La inesperada virtud de Birdman
Birdman (o la inesperada virtud de la ignorancia) (2014) es tan buena que cualquier intento de crítica o análisis peligra de convertirse en una explicación sobre por qué es tan buena. Repasemos pues las críticas más obvias. Ya que su temática es la introspección, se la tilda de engreída; ya que sus personajes son divas e histriones caprichosos, se menosprecia su relevancia; ya que su cámara nos pasea indiscretamente por elaborados planos secuenciales, se la considera efectista. Hay un común denominador a todas estas críticas: la pretensión de la película.

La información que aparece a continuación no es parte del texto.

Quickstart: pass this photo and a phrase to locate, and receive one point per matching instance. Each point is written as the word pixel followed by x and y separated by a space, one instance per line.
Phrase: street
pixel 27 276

¿Es Birdman (o la inesperada virtud de la ignorancia) una película pretenciosa? ¿O sea, pretende ser algo que no es? A simple vista es una historia de redención. El protagonista es Riggan Thomson, interpretado por Michael Keaton e inspirado sin duda por su carrera, no importa cuánto lo niegue en las entrevistas. A saber: Thomson es un paria de Hollywood que alguna vez conoció el éxito y la fama como un amado superhéroe en la pantalla grande, hasta que colgó la capa, renunció a su celebridad y se sumió en el remordimiento al comprobar que no tenía nada más que ofrecerle al mundo.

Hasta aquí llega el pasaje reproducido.